12-03-2022 12:47 AM - edited 12-03-2022 12:48 AM
Hello,
I have 2 C9800-CL WLCs Version 17.3.5b running on Hyperv, they are forming a working HA/SSO cluster.
Last week, we had to patch the host where the 2 controllers were located, so we had to migrate the 2 VMs to another hosts, and the cluster has been broken.
Does that mean the 2 WLCs VMs need to be on the same Hyperv host ? If yes that means we cannot migrate the VMs, that is totally not coherent ! That is the purpose of our Hyperv Cluster.

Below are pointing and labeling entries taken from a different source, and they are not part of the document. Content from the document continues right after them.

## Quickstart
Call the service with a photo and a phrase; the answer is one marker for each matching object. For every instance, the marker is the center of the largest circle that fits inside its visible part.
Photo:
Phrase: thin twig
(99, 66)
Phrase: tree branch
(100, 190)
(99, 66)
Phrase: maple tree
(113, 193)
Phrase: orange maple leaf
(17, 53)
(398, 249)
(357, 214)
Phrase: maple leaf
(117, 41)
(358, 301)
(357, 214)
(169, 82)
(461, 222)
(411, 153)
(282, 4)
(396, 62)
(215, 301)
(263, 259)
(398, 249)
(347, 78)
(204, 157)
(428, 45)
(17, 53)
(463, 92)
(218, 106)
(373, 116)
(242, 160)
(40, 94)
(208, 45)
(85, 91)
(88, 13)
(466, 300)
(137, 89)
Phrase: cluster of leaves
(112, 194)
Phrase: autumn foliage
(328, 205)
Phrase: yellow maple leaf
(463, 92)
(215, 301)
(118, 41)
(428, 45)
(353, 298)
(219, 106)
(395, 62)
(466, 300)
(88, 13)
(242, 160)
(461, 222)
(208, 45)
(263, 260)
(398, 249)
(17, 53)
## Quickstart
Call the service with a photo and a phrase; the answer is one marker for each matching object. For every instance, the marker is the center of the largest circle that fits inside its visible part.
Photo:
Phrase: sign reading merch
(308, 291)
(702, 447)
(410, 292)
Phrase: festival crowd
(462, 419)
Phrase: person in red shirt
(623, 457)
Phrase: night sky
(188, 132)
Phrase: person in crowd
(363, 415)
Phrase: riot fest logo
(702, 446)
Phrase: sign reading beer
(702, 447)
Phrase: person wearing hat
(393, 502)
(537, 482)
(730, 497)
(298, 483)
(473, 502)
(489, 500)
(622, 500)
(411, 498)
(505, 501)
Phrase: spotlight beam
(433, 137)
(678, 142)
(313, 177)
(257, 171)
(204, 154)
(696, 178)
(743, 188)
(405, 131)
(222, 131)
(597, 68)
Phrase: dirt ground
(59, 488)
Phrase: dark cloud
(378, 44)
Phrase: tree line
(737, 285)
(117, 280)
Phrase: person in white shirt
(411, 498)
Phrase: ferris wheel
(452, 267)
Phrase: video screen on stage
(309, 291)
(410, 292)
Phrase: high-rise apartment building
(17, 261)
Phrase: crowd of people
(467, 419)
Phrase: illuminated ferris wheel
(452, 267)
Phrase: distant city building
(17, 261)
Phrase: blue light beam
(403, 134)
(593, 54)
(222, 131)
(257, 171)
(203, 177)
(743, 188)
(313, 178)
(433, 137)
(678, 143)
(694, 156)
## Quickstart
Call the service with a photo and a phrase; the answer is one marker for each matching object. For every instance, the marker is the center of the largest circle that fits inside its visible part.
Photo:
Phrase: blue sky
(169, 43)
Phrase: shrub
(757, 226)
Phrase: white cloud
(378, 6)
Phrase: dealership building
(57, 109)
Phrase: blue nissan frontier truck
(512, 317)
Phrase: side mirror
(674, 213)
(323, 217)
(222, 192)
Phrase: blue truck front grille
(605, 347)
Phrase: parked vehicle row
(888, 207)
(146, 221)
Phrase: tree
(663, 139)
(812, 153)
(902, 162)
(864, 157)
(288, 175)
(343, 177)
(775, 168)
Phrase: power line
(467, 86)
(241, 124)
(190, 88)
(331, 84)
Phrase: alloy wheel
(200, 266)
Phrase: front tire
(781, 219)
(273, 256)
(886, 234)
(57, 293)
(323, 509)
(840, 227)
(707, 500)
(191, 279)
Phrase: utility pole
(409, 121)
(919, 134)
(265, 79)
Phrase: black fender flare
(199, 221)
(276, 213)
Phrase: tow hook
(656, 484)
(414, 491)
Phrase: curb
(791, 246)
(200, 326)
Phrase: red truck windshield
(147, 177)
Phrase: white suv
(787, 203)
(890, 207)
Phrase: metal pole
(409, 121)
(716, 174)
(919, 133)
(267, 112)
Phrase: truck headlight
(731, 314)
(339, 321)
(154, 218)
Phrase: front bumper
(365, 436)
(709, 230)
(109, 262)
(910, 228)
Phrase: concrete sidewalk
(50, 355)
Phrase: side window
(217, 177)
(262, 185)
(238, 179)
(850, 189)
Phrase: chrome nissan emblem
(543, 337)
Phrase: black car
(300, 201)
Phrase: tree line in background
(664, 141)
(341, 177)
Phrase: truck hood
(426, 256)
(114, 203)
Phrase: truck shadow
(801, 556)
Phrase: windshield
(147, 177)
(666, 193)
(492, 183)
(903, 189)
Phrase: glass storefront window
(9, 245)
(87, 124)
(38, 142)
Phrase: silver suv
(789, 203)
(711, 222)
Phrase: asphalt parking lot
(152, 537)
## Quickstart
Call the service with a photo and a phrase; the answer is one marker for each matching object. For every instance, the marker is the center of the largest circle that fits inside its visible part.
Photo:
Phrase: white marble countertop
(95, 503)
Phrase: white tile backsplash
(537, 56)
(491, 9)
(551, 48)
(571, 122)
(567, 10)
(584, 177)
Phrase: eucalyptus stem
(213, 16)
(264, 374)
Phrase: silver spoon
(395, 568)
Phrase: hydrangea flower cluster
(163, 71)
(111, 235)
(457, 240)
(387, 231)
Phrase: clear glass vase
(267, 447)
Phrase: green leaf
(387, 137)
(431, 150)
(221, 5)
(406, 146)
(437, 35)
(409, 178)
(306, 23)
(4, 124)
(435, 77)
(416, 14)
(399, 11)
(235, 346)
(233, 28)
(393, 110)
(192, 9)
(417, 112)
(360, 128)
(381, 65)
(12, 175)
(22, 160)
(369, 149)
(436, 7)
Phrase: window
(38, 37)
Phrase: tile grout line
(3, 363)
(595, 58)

Many thanks for your help.
12-03-2022 01:39 AM
>...., and the cluster has been broken.
How was this assertion observed , do you have logs , or any command output with errors ?
M.
12-03-2022 02:23 AM
Here are some logs :
Dec 2 17:49:37.010: %STACKMGR-6-CHASSIS_REMOVED: Chassis 2 R0/0: stack_mgr: Chassis 1 has been removed from the stack.
Dec 2 17:49:37.102: %PLATFORM-6-HASTATUS: RP switchover, received chassis event became active
Dec 2 17:49:37.094: %PLATFORM-6-HASTATUS: RP switchover, sent message became active. IOS is ready to switch to primary after chassis confirmation
Dec 2 17:49:37.076: %REDUNDANCY-3-SWITCHOVER: RP switchover (PEER_REDUNDANCY_STATE_CHANGE)
Dec 2 17:49:37.076: %REDUNDANCY-3-SWITCHOVER: RP switchover (PEER_DOWN)
Dec 2 17:49:37.076: %REDUNDANCY-3-SWITCHOVER: RP switchover (PEER_NOT_PRESENT)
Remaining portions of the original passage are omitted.